Multi-Node Testing Distributed Akka.NET Applications
One of the most powerful testing features of Akka.NET is its ability to create and simulate real-world network conditions such as latency, network partitions, process crashes, and more. Given that any of these can happen in a production environment it's important to be able to write tests which validate your application's ability to correctly recover.
This is precisely what the Multi-Node TestKit and TestRunner (MNTR) does in Akka.NET.
MNTR Components
The Akka.NET Multi-Node TestKit consists of the following publicly available NuGet packages:
- Akka.MultiNodeTestRunner - the test runner that can launch a multi-node testing environment;
- Akka.Remote.TestKit - the base package used to create multi-node tests; and
- Akka.Cluster.TestKit - a set of test helper methods for Akka.Cluster applications built on top of the Akka.Remote.TestKit.
How the MNTR Works
The MultiNodeTestRunner works via the following process:
- Consumes a .DLL that has Akka.Remote.TestKit or Akka.Cluster.TestKit classes contained inside it;
- For each detected multi-node test class, read that tests' configuration and build a corresponding network;
- Run the test, including assertions, process barriers, and logging;
- Provide a PASS/FAIL signal for each node participating in the test;
- If any of the nodes failed, mark the entire test as failed; and
- Write all of the output for each test and for each individual node in that test into its own output folder for review.
Given this architecture, let's wade into how to actually write and run a test using the MultiNodeTestRunner.
How to Write a Multi-Node Test
The first step in writing a multi-node test is to install either the Akka.Remote.TestKit or the Akka.Cluster.TestKit NuGet package into your application.
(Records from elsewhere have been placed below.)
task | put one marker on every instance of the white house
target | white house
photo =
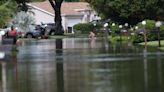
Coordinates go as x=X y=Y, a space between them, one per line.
x=72 y=13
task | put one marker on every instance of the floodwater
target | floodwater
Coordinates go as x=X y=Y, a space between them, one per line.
x=82 y=65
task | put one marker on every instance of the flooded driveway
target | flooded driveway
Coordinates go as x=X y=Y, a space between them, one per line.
x=82 y=65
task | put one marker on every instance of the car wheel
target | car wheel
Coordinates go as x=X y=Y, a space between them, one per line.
x=29 y=36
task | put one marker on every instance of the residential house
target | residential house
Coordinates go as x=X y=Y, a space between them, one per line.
x=72 y=13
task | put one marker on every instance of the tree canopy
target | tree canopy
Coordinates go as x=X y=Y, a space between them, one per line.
x=130 y=11
x=7 y=10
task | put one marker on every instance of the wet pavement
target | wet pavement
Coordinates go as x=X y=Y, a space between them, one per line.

If you're working with Akka.Cluster, always just use the Akka.Cluster.TestKit package.
Next, you need to plan out your test scenario for your application. Here's a simple one from the Akka.NET codebase itself we can use as an example:
- Form a two-node cluster, "Seed1" and "Seed2" as the role names, using both nodes as seed nodes;
- Restart the first seed node ("Seed1") process; and
- Verify that the restarted "Seed1" node is able to rejoin the same cluster as "Seed2."
So this sounds like a rather complicated procedure, but in actuality the MNTR makes it easy for us to test scenarios just like these.
Step 1 - Create a Test Configuration
The first step in creating an effective multi-node test is to define the configuration class for this test - this is going to tell the MNTR how many nodes there will need to be, how each node should be configured, and what features should be enabled for this unit test.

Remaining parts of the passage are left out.